1. INTRODUCTTIONΒΆ
EPANET [Rossman, 2000, Rossman et al., 2020] is a widely used program for modeling the hydraulic and water quality behavior of drinking water distribution systems. Its water quality component is limited to tracking the transport and fate of just a single chemical species, such as fluoride used in a tracer study or free chlorine used in a disinfectant decay study. In addition, the longitudinal dispersion process, which can play an important role in affecting the water qualities at the dead ends of a water distribution system, is not modeled in EPANET. This manual describes an extension to the original EPANET that allows it to model the advection, dispersion and reaction of any system of multiple, interacting chemical and biological species. This capability has been incorporated into both a stand-alone executable program as well as a toolkit library of functions that programmers can use to build custom applications. This set of software tools is referred to as EPANET-MSX, where MSX stands for Multi-Species Extension.

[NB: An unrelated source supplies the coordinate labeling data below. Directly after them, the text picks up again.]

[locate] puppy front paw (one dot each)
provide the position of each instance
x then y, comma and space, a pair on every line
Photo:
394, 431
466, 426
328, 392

Many water quality problems in distribution systems can only be analyzed by using a multi-species approach. Consider the following descriptive examples:
Free chlorine disinfectant is lost in bulk solution due mainly to oxidation-reduction reactions involving HOCl and OCl-, and natural organic matter (NOM). The NOM itself is a heterogeneous mixture of organic compounds (e.g., humic and fulvic acids) of varying chemical characteristics. Current single-species models, however, must model free chlorine loss under the assumption that all other reactants are in excess and thus their concentrations can be considered constant. This limitation is responsible for the widespread observation that the water-specific decay rate constant of the common first-order model is not a constant at all, but rather varies significantly with chlorine dose (a clear indication of model structure error). The formation of regulated chlorination by-products, which result from free chlorine and NOM interactions, presents yet another set of reaction mechanisms involving multiple interacting species.
Mono-, di-, and tri-chloramine result from interactions between free chlorine species and ammonia, and are increasingly used as residual disinfectants. These chloramines also interact with NOM, though the reactions are slower than those for free chlorine. Thus chloramine decay in distribution systems involves multiple interacting chemical species, which a single-species model is forced to simplify as a quasi-first order reaction. Further, ammonia may be produced by auto-decomposition of chloramines, which is of significant practical importance for understanding nitrification episodes in distribution systems and storage tanks. Nitrification models may need to consider attached-growth nitrifying biofilms, suspended nitrifying biomass, and the electron donor (ammonia), electron acceptor (oxygen), and carbon source that supports microbial growth.
For the relatively common situation where more than one water source supplies a distribution system, current models are not able to represent meaningful differences in source water quality, as they relate to water quality evolution in the distribution system. Modelers must try to compensate for this limitation by assigning bulk decay rate coefficients to specific pipes, according to which source supplies them. Such an approach has obvious deficiencies when attempting to model distribution system zones where sources blend together, and these zones are sometimes the focus of water quality issues.
None of these examples can be accurately modeled by using the single-species capabilities of the current EPANET program. This shortcoming provides the motivation to extend EPANET so that it can model reaction systems of any level of complexity.
Another feature in EPANET-MSX 2.0 is the option to include the dispersion process in the water quality modeling analysis of a water distribution system. Both EPANET and the original EPANET MSX model the transport of a single species by solving the one-dimensional advection-reaction equation; while EPAENT-MSX 2.0 solves a set of one-dimensional advection-dispersion-reaction equations to analyze water quality transport of mutiple interacting species.
The changes and updates that have been made in version 2.0 of EPANET-MSX include:
Improved water quality mass balance and mass balance reporting as in EPANET 2.2.
Dispersion modeling as an option to be included in water quality simulation.
OPENMP parallelization for both reaction and dispersion simulation codes.
A batch file (runvc.bat) is provided to automatically launch the Visual Studio C/C++ compiler and compile the reaction equations.
The following sections of this manual describe the conceptual framework used by EPANET-MSX to model multiple reacting species within a distribution system, provide instructions on how to use both the command line and toolkit versions of EPANET-MSX, give a complete description of the format of an MSX input file, and describe several example applications in detail. The appendices describe each function in the EPANET-MSX toolkit, the format of its binary output file, and the meaning of its error codes.